18. The apparatus of any of claims 14-16, wherein the processing module is further to:

acquiring the space superposition field intensity of an nth array element of the antenna array at a first height h and in a first direction, wherein the center of the antenna array is taken as an origin of a space coordinate, an included angle between the first direction and a z axis of the space coordinate is theta, an included angle between the projection of the first direction on an x-y axis of the space coordinate and the x axis is phi, N epsilon [1, N ], the N is the number of array elements included in the antenna array, theta epsilon [ -180 degrees, 180 degrees ], phi epsilon [ -180 degrees, 180 degrees ], and h epsilon [0.1,1];

Traversing h according to a first step length for each time of the K times, and superposing the spatial superposition field intensity of the N array elements in the first direction to obtain K spatial superposition field intensities of the antenna array;

and vectorizing the K space superposition field intensities respectively to obtain K groups of beam forming vectors.

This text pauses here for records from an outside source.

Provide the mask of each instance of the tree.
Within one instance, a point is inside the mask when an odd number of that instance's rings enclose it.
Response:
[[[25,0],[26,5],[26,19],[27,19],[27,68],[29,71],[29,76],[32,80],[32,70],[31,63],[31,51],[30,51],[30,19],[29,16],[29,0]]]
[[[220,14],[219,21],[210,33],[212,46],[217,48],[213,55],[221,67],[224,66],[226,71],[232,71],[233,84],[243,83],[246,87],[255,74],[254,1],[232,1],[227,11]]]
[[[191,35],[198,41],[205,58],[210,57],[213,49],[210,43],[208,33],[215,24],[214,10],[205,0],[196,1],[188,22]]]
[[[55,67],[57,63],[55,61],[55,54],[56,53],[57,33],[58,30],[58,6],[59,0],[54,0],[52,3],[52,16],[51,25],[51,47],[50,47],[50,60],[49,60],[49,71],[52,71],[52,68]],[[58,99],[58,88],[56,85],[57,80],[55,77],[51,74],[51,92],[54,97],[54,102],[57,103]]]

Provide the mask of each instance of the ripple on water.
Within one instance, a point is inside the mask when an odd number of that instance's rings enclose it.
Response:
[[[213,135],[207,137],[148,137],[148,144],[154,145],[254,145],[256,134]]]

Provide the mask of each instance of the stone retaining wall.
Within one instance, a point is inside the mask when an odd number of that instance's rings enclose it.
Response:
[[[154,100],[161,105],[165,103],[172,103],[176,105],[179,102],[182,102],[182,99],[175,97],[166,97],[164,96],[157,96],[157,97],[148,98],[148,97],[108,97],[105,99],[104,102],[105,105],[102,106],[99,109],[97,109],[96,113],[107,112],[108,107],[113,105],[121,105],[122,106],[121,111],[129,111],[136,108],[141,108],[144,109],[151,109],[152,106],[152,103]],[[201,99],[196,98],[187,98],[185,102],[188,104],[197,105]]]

19. The apparatus of claim 17 or 18, wherein the processing module is further to:

traversing (theta, phi) with a second step length, and determining K groups of beamforming weights respectively corresponding to the K groups of beamforming vectors;

the corresponding wave beams are shaped through the K groups of wave beam shaping weights, and the K shaped wave beams are obtained;

and if the gain of the space beam forming of the K beams is in the preset range, determining K groups of beam forming vectors corresponding to the K beams as K groups of beam forming vectors of the objective function.

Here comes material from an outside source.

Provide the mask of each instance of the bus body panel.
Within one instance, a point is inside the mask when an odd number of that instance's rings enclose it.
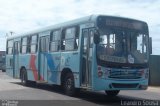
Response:
[[[79,69],[80,69],[80,61],[79,61],[79,53],[78,51],[74,52],[62,52],[61,53],[61,64],[60,64],[60,70],[63,70],[65,68],[70,69],[70,71],[74,75],[75,80],[75,87],[80,87],[80,81],[79,81]]]
[[[110,17],[112,19],[112,17]],[[85,88],[87,90],[99,91],[99,90],[140,90],[146,89],[148,85],[148,67],[145,68],[132,68],[129,67],[125,68],[117,68],[117,67],[108,67],[99,64],[98,56],[97,56],[97,44],[93,42],[92,47],[88,46],[88,54],[84,54],[84,30],[88,31],[87,41],[91,40],[90,31],[99,30],[98,26],[96,26],[97,16],[95,17],[88,17],[82,20],[75,20],[73,22],[68,22],[65,24],[60,24],[56,26],[47,27],[42,30],[37,30],[34,32],[30,32],[28,34],[24,34],[23,37],[27,36],[30,37],[33,34],[38,35],[38,43],[37,43],[37,52],[36,53],[20,53],[18,55],[12,54],[6,55],[6,72],[8,75],[19,78],[20,69],[23,67],[27,71],[28,80],[31,81],[42,81],[48,84],[61,84],[61,75],[65,69],[69,69],[74,76],[74,83],[76,88]],[[118,19],[118,18],[117,18]],[[121,19],[121,18],[120,18]],[[125,21],[124,18],[123,21]],[[120,22],[120,21],[117,21]],[[134,22],[134,20],[132,20]],[[138,23],[139,21],[137,21]],[[105,22],[104,22],[105,23]],[[103,23],[103,24],[104,24]],[[127,25],[129,23],[129,19],[127,19],[127,23],[121,23],[121,25]],[[117,23],[108,23],[110,26],[117,25]],[[79,42],[78,42],[78,49],[76,50],[58,50],[58,51],[50,51],[50,42],[51,42],[51,32],[56,29],[61,29],[61,35],[64,34],[63,30],[71,26],[78,26],[79,27]],[[104,25],[105,26],[105,25]],[[119,27],[119,26],[118,26]],[[107,29],[108,27],[106,27]],[[114,28],[114,26],[112,26]],[[105,28],[104,28],[105,29]],[[44,33],[43,33],[44,32]],[[105,34],[104,34],[105,35]],[[107,35],[107,34],[106,34]],[[41,38],[48,37],[46,40],[46,47],[48,48],[47,51],[41,51]],[[18,37],[18,41],[20,43],[20,39],[22,37]],[[16,39],[16,37],[11,37],[8,39]],[[63,38],[64,39],[64,38]],[[108,38],[107,38],[108,39]],[[93,40],[93,38],[92,38]],[[60,42],[62,41],[62,38]],[[14,43],[17,41],[14,41]],[[22,41],[21,41],[22,42]],[[108,41],[107,41],[108,42]],[[64,42],[61,42],[64,43]],[[20,43],[21,44],[21,43]],[[61,46],[62,44],[60,44]],[[90,42],[87,44],[90,45]],[[90,69],[88,72],[89,81],[87,84],[82,83],[83,79],[83,58],[87,57],[87,68]],[[128,56],[129,57],[129,56]],[[139,55],[140,57],[140,55]],[[131,57],[130,60],[132,60]],[[138,61],[135,59],[135,61]],[[106,63],[107,64],[107,63]],[[112,63],[114,65],[114,63]],[[134,64],[133,64],[134,65]],[[14,68],[15,67],[15,68]],[[121,66],[120,66],[121,67]],[[85,67],[85,70],[87,70]],[[117,72],[129,73],[137,73],[139,70],[143,70],[142,74],[144,75],[143,78],[139,79],[132,79],[132,78],[108,78],[108,70],[112,70]],[[127,70],[127,71],[125,71]],[[117,72],[118,73],[118,72]],[[123,74],[122,73],[122,74]],[[86,77],[86,76],[85,76]],[[124,76],[125,77],[125,76]]]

20. The apparatus of any one of claims 11-19, wherein the antenna array is a circular dual polarized antenna array.

21. A communication device, comprising: a processor coupled to a memory for storing a program or instructions that, when executed by the processor, cause the apparatus to perform the method of any of claims 1-3.

22. A communication device, comprising: a processor coupled to a memory for storing a program or instructions that, when executed by the processor, cause the apparatus to perform the method of any of claims 4-10.

23. A computer readable storage medium storing computer instructions which, when executed, cause the method of any one of claims 1-3 to be performed or cause the method of any one of claims 4-10 to be performed.

24. A computer program product, characterized in that the computer program product comprises a computer program which, when run, causes the method of any one of claims 1-3 to be performed or causes the method of any one of claims 4-10 to be performed.